The transwell migration assay was performed using 6.5-mm-diameter polycarbonate filters (8-μm pore size). Cells (4 × 104) suspended in 100 μl of DMEM containing 0.5% FBS, were seeded in the top chambers. The bottom chambers were filled with 500 μl of DMEM containing 10% FBS. Cells were allowed to migrate for 12 hours. The unmigrated cells were removed with cotton swabs. Migrated cells were fixed with cold 4% paraformaldehyde and stained with 1% crystal violet. Images were taken using an inverted microscope (10X magnification; Olympus, Tokyo, Japan), and migrated cells were quantified by manual counting.
A549 cells (2 × 106) were mixed with matrigel and subcutaneously (s.c.) injected into nude mice (n = 6 for each group) under aseptic conditions. Tumors were measured in 2 dimensions, and volume was calculated according to the formula: V = 0.5 (length × width2). The tumor was monitored and evaluated every week. After 7 weeks, the tumor and lung were excised and evaluated. The total number of tumor foci was determined by five serial sections at 400 mm intervals.

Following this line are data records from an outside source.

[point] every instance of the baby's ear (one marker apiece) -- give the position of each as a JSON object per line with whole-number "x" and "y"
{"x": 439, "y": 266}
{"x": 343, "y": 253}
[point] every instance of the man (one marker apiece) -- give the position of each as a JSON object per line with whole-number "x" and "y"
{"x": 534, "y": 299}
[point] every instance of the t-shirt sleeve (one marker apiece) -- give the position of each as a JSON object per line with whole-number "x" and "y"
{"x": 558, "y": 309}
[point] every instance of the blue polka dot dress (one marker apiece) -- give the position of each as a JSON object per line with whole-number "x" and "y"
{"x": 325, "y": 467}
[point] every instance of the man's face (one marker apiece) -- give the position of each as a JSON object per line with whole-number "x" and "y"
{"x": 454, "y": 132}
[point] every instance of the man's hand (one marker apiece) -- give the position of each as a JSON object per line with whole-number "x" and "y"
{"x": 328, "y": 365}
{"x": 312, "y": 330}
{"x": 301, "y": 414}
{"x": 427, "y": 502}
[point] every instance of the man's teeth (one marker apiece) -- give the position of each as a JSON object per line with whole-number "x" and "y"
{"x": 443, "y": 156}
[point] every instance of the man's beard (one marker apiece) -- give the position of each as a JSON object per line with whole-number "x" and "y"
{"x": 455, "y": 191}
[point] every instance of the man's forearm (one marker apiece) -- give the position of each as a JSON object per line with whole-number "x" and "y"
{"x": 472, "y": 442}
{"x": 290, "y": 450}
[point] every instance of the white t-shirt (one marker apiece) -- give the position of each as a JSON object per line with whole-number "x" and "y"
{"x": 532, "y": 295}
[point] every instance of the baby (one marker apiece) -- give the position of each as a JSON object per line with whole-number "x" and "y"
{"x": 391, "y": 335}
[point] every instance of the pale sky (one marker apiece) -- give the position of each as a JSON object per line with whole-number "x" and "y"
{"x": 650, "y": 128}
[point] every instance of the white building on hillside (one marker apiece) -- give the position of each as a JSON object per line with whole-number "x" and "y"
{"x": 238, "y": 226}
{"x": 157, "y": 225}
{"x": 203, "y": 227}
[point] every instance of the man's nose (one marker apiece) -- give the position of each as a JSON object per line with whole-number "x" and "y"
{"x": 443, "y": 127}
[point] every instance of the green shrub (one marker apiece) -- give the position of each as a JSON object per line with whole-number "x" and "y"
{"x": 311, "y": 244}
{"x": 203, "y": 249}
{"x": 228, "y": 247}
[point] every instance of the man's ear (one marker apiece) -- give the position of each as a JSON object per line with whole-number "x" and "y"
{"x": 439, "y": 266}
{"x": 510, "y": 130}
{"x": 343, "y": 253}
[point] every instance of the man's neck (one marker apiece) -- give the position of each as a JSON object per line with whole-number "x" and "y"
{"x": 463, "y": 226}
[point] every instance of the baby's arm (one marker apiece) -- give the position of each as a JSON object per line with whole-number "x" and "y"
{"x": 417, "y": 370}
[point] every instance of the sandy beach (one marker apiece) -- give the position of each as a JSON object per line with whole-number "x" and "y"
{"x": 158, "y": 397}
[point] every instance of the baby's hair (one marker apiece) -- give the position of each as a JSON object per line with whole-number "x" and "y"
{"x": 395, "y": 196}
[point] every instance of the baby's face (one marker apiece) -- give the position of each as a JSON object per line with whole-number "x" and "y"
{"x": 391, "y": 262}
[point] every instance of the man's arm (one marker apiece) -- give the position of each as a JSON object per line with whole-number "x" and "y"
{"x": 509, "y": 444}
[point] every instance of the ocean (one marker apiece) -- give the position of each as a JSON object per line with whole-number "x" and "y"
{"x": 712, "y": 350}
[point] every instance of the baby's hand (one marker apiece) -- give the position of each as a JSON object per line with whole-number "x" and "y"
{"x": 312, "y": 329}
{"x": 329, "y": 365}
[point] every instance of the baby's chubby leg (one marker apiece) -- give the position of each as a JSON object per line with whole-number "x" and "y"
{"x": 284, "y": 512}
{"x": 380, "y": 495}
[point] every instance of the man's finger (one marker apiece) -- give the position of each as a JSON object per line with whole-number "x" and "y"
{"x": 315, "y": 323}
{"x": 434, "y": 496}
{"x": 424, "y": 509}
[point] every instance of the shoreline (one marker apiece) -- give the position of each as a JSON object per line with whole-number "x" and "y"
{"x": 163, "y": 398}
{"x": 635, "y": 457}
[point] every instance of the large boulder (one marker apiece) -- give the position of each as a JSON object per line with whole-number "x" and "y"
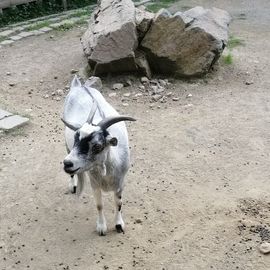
{"x": 186, "y": 44}
{"x": 111, "y": 38}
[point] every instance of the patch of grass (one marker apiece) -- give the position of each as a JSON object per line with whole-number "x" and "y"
{"x": 79, "y": 13}
{"x": 157, "y": 5}
{"x": 228, "y": 59}
{"x": 39, "y": 25}
{"x": 234, "y": 42}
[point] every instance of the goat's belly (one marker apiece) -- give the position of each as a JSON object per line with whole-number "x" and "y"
{"x": 103, "y": 182}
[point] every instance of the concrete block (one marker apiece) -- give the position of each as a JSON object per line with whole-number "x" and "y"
{"x": 4, "y": 114}
{"x": 12, "y": 121}
{"x": 15, "y": 38}
{"x": 45, "y": 29}
{"x": 25, "y": 34}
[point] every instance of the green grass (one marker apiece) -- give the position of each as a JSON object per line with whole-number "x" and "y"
{"x": 235, "y": 42}
{"x": 80, "y": 13}
{"x": 157, "y": 5}
{"x": 228, "y": 59}
{"x": 39, "y": 25}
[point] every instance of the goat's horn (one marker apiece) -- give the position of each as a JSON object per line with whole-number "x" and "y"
{"x": 71, "y": 126}
{"x": 92, "y": 112}
{"x": 107, "y": 122}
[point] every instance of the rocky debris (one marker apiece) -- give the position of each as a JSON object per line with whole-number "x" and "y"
{"x": 94, "y": 82}
{"x": 111, "y": 38}
{"x": 143, "y": 22}
{"x": 142, "y": 64}
{"x": 264, "y": 248}
{"x": 118, "y": 86}
{"x": 186, "y": 44}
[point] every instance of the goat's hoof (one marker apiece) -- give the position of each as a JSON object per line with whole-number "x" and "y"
{"x": 119, "y": 228}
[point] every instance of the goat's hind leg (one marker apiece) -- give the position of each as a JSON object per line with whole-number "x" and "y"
{"x": 101, "y": 221}
{"x": 119, "y": 223}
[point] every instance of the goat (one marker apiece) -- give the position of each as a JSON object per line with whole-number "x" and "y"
{"x": 97, "y": 145}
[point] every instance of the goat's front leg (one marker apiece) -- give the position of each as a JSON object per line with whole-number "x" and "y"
{"x": 101, "y": 221}
{"x": 119, "y": 223}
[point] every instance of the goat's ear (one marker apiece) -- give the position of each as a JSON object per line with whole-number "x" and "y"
{"x": 111, "y": 140}
{"x": 76, "y": 82}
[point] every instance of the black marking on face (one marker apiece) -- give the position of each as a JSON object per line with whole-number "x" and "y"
{"x": 119, "y": 228}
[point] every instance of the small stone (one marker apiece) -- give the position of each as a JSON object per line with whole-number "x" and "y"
{"x": 73, "y": 71}
{"x": 6, "y": 42}
{"x": 138, "y": 221}
{"x": 59, "y": 92}
{"x": 12, "y": 122}
{"x": 163, "y": 83}
{"x": 249, "y": 82}
{"x": 117, "y": 86}
{"x": 94, "y": 82}
{"x": 144, "y": 80}
{"x": 127, "y": 83}
{"x": 265, "y": 248}
{"x": 113, "y": 94}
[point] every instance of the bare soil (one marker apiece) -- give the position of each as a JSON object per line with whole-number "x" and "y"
{"x": 197, "y": 195}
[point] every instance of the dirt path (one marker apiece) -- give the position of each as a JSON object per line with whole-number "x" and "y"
{"x": 197, "y": 196}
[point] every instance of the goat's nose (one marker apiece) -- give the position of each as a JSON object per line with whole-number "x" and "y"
{"x": 68, "y": 164}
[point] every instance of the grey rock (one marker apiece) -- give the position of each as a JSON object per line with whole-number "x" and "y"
{"x": 4, "y": 113}
{"x": 186, "y": 44}
{"x": 12, "y": 121}
{"x": 117, "y": 86}
{"x": 111, "y": 38}
{"x": 94, "y": 82}
{"x": 6, "y": 42}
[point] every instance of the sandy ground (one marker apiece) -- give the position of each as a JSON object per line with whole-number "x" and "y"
{"x": 197, "y": 195}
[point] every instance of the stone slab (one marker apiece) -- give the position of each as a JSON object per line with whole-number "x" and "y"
{"x": 12, "y": 121}
{"x": 4, "y": 114}
{"x": 45, "y": 29}
{"x": 6, "y": 42}
{"x": 25, "y": 34}
{"x": 6, "y": 33}
{"x": 15, "y": 38}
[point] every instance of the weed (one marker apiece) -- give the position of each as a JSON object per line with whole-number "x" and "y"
{"x": 37, "y": 26}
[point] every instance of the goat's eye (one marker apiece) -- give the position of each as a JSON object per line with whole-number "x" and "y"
{"x": 96, "y": 148}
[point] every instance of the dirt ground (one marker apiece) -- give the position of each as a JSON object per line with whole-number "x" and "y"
{"x": 197, "y": 195}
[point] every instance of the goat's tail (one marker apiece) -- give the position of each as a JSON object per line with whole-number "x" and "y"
{"x": 81, "y": 182}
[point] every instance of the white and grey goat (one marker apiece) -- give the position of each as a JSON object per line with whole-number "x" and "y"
{"x": 97, "y": 145}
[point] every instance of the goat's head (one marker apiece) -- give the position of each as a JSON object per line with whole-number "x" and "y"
{"x": 91, "y": 142}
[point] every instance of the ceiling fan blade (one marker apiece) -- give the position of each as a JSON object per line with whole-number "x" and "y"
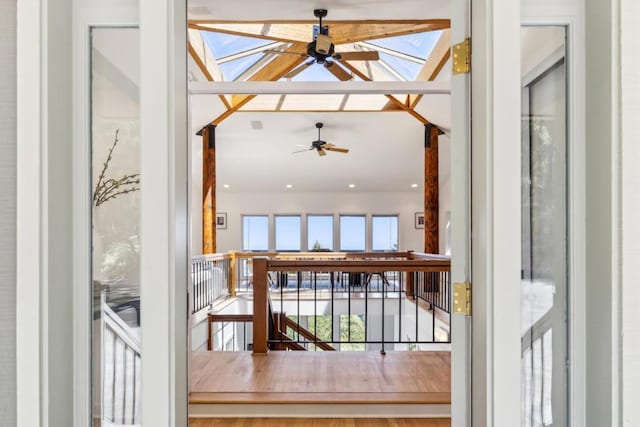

Data were analyzed using the SPSS (version 20.0; IBM Corporation, Armonk, NY, USA) software program. Results are expressed as means ± S.D. and are representative of at least three separate experiments. The two-sample t-test was used to determine statistical differences in the means of two columns. P value less than 0.05 (P < 0.05) was regarded as statistically significant.